Je tiens ma légitimité du Président de la République, du garde des Sceaux, du Gouvernement ; je dois rendre compte de mon action devant le Parlement, appliquer la politique définie par ces instances, mais sans prisons, sans services pénitentiaires d'insertion et de probation (SPIP), il n'y aurait pas de direction de l'administration pénitentiaire. Il y a aussi une légitimité et une crédibilité de terrain à entretenir. J'ai donc souhaité que mes instructions soient les plus claires, les plus lisibles, les plus accessibles possible, pour qu'elles puissent être mises en œuvre sans difficulté sur le terrain. Vous aurez remarqué que l'ensemble des instructions concernant la gestion des DPS, la lutte contre la radicalisation, la doctrine d'armement ont été revues depuis que je suis directeur de l'administration pénitentiaire, et généralement simplifiées dans leur forme.

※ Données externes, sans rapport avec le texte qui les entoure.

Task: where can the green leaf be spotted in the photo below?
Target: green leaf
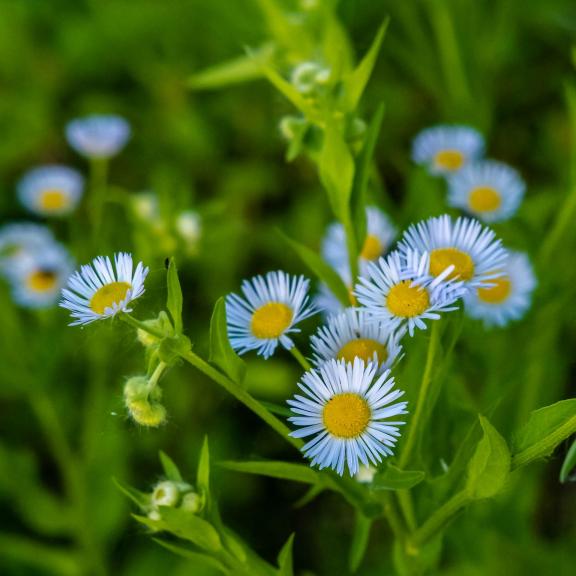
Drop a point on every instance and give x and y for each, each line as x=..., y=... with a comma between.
x=545, y=429
x=170, y=469
x=569, y=463
x=275, y=469
x=221, y=352
x=356, y=82
x=174, y=303
x=203, y=473
x=285, y=558
x=336, y=166
x=184, y=525
x=321, y=269
x=392, y=478
x=360, y=540
x=141, y=499
x=197, y=557
x=362, y=176
x=489, y=467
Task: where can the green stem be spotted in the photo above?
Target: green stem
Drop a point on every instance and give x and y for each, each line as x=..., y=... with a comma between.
x=301, y=359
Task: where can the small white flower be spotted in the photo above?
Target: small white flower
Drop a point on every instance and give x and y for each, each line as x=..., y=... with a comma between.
x=380, y=234
x=489, y=190
x=51, y=190
x=472, y=249
x=38, y=279
x=509, y=296
x=399, y=291
x=351, y=335
x=22, y=240
x=98, y=136
x=101, y=290
x=269, y=310
x=346, y=407
x=446, y=149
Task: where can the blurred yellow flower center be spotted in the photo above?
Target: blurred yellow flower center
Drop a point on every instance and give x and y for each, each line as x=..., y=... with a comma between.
x=449, y=159
x=407, y=300
x=498, y=293
x=484, y=199
x=372, y=248
x=363, y=348
x=53, y=200
x=42, y=280
x=109, y=295
x=441, y=258
x=270, y=320
x=346, y=415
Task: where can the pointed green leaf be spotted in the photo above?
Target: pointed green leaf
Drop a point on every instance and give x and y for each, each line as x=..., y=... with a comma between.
x=285, y=558
x=489, y=467
x=336, y=166
x=356, y=82
x=174, y=303
x=221, y=352
x=320, y=269
x=170, y=469
x=392, y=478
x=275, y=469
x=360, y=539
x=545, y=429
x=139, y=498
x=362, y=176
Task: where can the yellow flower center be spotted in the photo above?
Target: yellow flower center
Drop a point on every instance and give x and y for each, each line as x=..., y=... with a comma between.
x=484, y=199
x=270, y=320
x=498, y=293
x=407, y=300
x=449, y=160
x=109, y=295
x=372, y=248
x=346, y=415
x=42, y=280
x=52, y=200
x=441, y=258
x=363, y=348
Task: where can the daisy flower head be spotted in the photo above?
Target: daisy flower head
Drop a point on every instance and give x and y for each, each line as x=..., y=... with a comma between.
x=98, y=136
x=472, y=249
x=37, y=280
x=267, y=312
x=509, y=296
x=51, y=190
x=489, y=190
x=446, y=149
x=351, y=334
x=398, y=291
x=346, y=407
x=380, y=233
x=102, y=289
x=21, y=240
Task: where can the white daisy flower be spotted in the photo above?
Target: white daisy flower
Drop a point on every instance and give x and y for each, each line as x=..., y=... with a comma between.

J'ai également souhaité adapter et enrichir les instructions que je donnais. S'agissant par exemple de la radicalisation, des éléments nouveaux sont apparus depuis deux ans : la prise en compte beaucoup plus importante de la libération de détenus terroristes avec le sujet de leur prise en charge à l'extérieur, en milieu ouvert ; la question de l'évaluation des femmes terroristes, qui ne sont pas des victimes – j'ai ouvert un QER pour femmes à Fresnes, et un quartier de prise en charge de la radicalisation pour femmes à Rennes ; enfin, depuis six mois, la question des returnees, dont beaucoup de femmes, sur lesquels j'ai donné un certain nombre d'instructions.
J'ai demandé à mes services d'animer les réseaux, de sorte qu'il y ait en permanence un lien, un contact entre l'administration centrale, les directions interrégionales, les établissements et les SPIP. Cette animation s'effectue par des réunions régulières de directeurs de maisons centrales, mais aussi par des réunions très régulières des responsables de missions de lutte contre la radicalisation au niveau interrégional.
Ce que je retiens de ces trente-huit ans d'expérience pénitentiaire ponctuées par un certain nombre d'événements difficiles, de drames – et celui-ci en est un –, c'est une grande modestie, une grande humilité. C'est dans cet état d'esprit que je répondrai à vos questions.